Hurdles to Rebound Remain for Manhattan Commercial Real Estate Sales
Investment in Manhattan commercial real estate increased between the first two quarters of this year but dropped dramatically from last year as forces threatening a rebound in the market remain, according to a report and data from real-estate services firm Avison Young.
Sales in the second quarter rose to about $5.6 billion, a 74% increase from about $3.2 billion tracked in the first quarter of this year. The report, however, largely attributed the bump to the $2.21 billion purchase of 245 Park Ave. by Chinese conglomerate HNA Group.
Compared with the same period in 2016, second-quarter sales dropped 60% from $13.8 billion in deals, according to Avison's data. The firm tracks sales transactions with a price of $10 million or greater.
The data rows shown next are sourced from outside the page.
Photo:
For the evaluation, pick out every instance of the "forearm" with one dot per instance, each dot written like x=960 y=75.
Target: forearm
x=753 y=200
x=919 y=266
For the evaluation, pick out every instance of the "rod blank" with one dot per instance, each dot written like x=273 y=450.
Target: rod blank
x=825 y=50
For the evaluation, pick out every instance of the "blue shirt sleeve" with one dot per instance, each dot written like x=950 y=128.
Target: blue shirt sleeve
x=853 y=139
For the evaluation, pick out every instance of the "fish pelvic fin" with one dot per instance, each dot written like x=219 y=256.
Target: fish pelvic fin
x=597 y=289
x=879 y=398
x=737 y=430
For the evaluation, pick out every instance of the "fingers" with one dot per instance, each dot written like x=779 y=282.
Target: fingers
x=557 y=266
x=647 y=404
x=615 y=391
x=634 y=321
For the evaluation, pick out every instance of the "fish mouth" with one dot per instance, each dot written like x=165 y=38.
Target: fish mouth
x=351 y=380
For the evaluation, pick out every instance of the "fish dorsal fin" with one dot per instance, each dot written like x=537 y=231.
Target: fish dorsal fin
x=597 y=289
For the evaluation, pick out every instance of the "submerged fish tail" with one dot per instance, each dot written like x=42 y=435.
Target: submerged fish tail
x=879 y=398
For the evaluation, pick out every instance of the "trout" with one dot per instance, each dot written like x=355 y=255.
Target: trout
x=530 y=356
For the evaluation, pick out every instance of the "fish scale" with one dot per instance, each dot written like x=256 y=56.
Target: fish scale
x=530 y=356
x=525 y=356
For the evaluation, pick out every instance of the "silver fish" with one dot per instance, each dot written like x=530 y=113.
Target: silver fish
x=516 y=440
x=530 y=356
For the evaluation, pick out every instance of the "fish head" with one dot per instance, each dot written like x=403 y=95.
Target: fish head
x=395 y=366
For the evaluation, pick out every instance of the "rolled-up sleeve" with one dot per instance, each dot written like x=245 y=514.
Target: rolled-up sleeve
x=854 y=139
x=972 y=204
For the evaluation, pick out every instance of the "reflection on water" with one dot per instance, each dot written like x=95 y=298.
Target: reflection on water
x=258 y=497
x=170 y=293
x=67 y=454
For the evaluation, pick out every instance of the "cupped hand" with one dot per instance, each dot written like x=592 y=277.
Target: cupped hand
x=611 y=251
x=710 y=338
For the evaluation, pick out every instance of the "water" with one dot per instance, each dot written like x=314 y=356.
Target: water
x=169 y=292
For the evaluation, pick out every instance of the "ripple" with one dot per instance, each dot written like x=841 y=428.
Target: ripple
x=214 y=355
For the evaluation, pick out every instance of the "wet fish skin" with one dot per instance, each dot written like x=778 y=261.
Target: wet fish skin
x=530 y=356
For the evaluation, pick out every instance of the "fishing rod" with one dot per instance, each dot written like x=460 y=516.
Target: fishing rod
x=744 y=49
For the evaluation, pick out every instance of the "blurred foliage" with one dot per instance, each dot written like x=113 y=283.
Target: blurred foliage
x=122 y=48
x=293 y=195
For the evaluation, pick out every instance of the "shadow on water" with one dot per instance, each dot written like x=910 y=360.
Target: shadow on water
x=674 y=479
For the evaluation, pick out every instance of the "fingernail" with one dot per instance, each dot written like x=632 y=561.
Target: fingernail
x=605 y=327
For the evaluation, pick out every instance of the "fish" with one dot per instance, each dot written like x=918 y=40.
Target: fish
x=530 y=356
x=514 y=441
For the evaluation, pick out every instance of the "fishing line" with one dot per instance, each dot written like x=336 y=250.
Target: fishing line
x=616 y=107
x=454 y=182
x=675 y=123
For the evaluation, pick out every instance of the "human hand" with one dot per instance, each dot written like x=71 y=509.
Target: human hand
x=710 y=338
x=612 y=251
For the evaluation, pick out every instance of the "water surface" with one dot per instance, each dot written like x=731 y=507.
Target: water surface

The average number of quarterly deals also has dropped significantly, the report said. The Manhattan market for commercial real-estate sales had averaged 141 deals per quarter between the third quarter of 2013 through the second quarter of 2016. That count has dropped to 71 for the four quarters ending in the second quarter of 2017. In the second quarter, 66 deals were recorded, according to the report.
Though the report said the "slumping market is far from dead," among the immediate headwinds that could damp activity are rising interest rates, maturing prerecession securitized commercial real estate debt and the Chinese government's increased scrutiny of big-ticket investment abroad. Since the beginning of 2013, Chinese companies have invested nearly $18 billion on Manhattan real estate, the report said.